On experiment steps: `result_value`, `noise_sigma`, `info_gain_reward`, `is_redundant`

On submit: `accuracy_score`, `precision_bonus`, `calibration_score`, `efficiency_bonus`, `contradiction_penalty`, `total_episode_reward`, `ground_truth_revealed`

## Causal Rule Types

The hidden world can contain any of these relationship types:

| Rule | Formula | Shape |
|---|---|---|
| Linear | `y = a*x + b` | Straight line |
| Threshold | `y = high if x > t else low` | Step function |
| Inverse | `y = a / x` | Hyperbola |
| Quadratic | `y = a*x² + b*x + c` | Parabola |
| Exponential | `y = a * exp(k*x)` | Growth/decay |
| Logarithmic | `y = a * ln(x) + b` | Diminishing returns |
| Saturating | `y = Vmax * x / (Km + x)` | Plateau (Michaelis-Menten) |
| Piecewise-linear | Two slopes with a knot | Regime change |

Additionally, some effects may depend on **two parents** via interaction rules
(additive, multiplicative, min, max), and **hidden confounders** may inject
correlated noise the agent cannot explain.

## Reward Components

| Signal | Value | What it trains |
|---|---|---|
| Information gain | +0.05 to +0.25/step | Designing informative experiments |
| Redundant experiment | -0.10 | Not wasting budget |
| Hypothesis accuracy | 0.0 to +1.0 | Getting the right answer |
| Precision bonus | +0.10 | Quantitative, falsifiable claims |
| Calibration score | 0.0 to +0.20 | Knowing what you don't know |
| Efficiency bonus | +0.15 | Submitting early when confident |
| Contradiction penalty | -0.50 | Contradicting the experimental setup |

## Tasks (3 difficulty levels)

| Task | Noise | Variables | Budget | Domain | Key Challenge |
|---|---|---|---|---|---|
| Easy | 0.05 | 2 | 12 | system_alpha | Single-edge discovery |
| Medium | 0.20 | 3 | 10 | Random | Multi-edge, noisy signals |
| Hard | 0.50 | 4 | 8 | Random | Complex graph + interactions, tight budget |

Each task has a deterministic grader that returns a score in [0.0, 1.0].

## Design Decisions

**Abstract variable names:** Variables are named Alpha, Beta, Gamma (or V1, V2,
V3, etc.) rather than Temperature, Pressure, Volume.

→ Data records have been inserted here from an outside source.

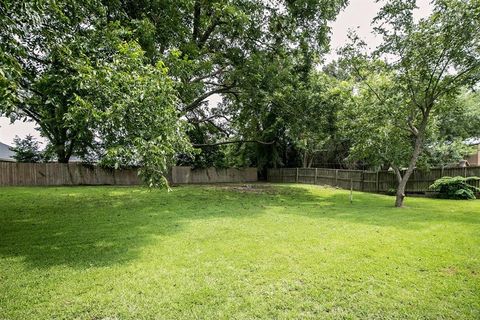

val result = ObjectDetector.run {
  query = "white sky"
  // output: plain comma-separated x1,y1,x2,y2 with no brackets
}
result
0,0,431,145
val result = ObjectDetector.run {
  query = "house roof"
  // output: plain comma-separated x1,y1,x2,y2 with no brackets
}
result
0,142,15,161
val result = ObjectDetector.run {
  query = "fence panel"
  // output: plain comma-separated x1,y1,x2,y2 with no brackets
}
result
267,166,480,193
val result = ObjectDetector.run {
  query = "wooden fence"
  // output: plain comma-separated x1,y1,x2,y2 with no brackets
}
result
0,162,257,186
267,166,480,193
0,162,141,186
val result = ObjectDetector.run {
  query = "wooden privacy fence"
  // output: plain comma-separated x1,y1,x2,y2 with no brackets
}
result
0,162,141,186
267,167,480,193
0,162,257,186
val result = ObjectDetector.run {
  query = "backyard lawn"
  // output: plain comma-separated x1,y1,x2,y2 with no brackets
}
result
0,184,480,319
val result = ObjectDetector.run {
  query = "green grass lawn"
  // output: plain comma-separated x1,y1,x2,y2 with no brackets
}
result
0,185,480,319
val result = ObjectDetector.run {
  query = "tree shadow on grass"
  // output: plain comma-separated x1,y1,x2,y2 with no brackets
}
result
0,187,264,269
270,186,480,230
0,185,480,269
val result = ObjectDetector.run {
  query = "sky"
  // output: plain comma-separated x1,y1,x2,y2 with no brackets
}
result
0,0,431,145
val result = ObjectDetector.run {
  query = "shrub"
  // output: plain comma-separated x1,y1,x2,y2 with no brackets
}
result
429,177,480,199
385,188,397,196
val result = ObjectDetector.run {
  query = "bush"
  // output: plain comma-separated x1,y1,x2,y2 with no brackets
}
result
429,177,480,200
385,188,397,196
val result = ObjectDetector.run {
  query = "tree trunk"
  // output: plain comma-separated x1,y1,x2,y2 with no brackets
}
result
55,143,70,163
394,131,425,208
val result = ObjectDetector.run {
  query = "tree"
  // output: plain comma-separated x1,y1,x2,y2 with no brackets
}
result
344,0,480,207
0,0,188,186
10,135,42,163
105,0,346,148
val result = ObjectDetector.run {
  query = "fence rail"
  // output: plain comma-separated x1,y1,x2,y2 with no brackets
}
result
0,162,257,186
267,166,480,193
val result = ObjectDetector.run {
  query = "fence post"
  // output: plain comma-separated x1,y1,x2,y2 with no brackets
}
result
360,171,365,191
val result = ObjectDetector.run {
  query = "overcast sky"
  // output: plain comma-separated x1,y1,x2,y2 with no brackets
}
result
0,0,431,145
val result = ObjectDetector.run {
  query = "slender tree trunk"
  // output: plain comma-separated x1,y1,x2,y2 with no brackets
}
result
302,150,308,168
394,132,424,208
55,143,70,163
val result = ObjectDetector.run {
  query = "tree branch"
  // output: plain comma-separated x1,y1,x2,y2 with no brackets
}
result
192,140,276,148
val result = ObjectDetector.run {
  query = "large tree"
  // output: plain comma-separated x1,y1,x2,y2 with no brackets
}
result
0,0,188,186
344,0,480,207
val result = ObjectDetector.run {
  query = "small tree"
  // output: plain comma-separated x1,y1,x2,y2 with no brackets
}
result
345,0,480,207
10,135,42,162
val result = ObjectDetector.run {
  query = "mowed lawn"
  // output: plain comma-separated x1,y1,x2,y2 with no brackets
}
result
0,184,480,319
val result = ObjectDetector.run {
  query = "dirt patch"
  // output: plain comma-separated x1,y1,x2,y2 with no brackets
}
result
442,267,458,275
213,184,278,194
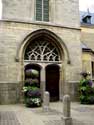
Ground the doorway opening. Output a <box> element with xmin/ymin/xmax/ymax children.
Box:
<box><xmin>46</xmin><ymin>64</ymin><xmax>60</xmax><ymax>101</ymax></box>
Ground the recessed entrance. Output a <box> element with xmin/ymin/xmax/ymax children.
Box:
<box><xmin>24</xmin><ymin>64</ymin><xmax>41</xmax><ymax>87</ymax></box>
<box><xmin>46</xmin><ymin>65</ymin><xmax>60</xmax><ymax>101</ymax></box>
<box><xmin>23</xmin><ymin>30</ymin><xmax>65</xmax><ymax>101</ymax></box>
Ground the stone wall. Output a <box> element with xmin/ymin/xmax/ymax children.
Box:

This prevents LLM agents
from using pretrained knowledge of real-world physics/economics/biology to
shortcut the reasoning process. The agent must reason purely from experimental
data.

**Diverse rule types:** With 8 single-parent types plus interaction rules, the
agent cannot memorize a small set of templates. Many rule types look similar in
narrow ranges (e.g. exponential ≈ linear for small x), forcing the agent to
design discriminating experiments.

## Deploy to HF Spaces

```bash
openenv push --org your-org --token $HF_TOKEN
```

## Run Tests

```bash
pytest tests/ -v
```

## Baseline Scores

Baseline agent (gpt-4o-mini, temperature=0.3):

| Task | Score |
|---|---|
| Easy | ~0.65 |
| Medium | ~0.40 |
| Hard | ~0.25 |
| Average | ~0.43 |

These scores are reproducible via `python baseline_inference.py` with the same model and seed.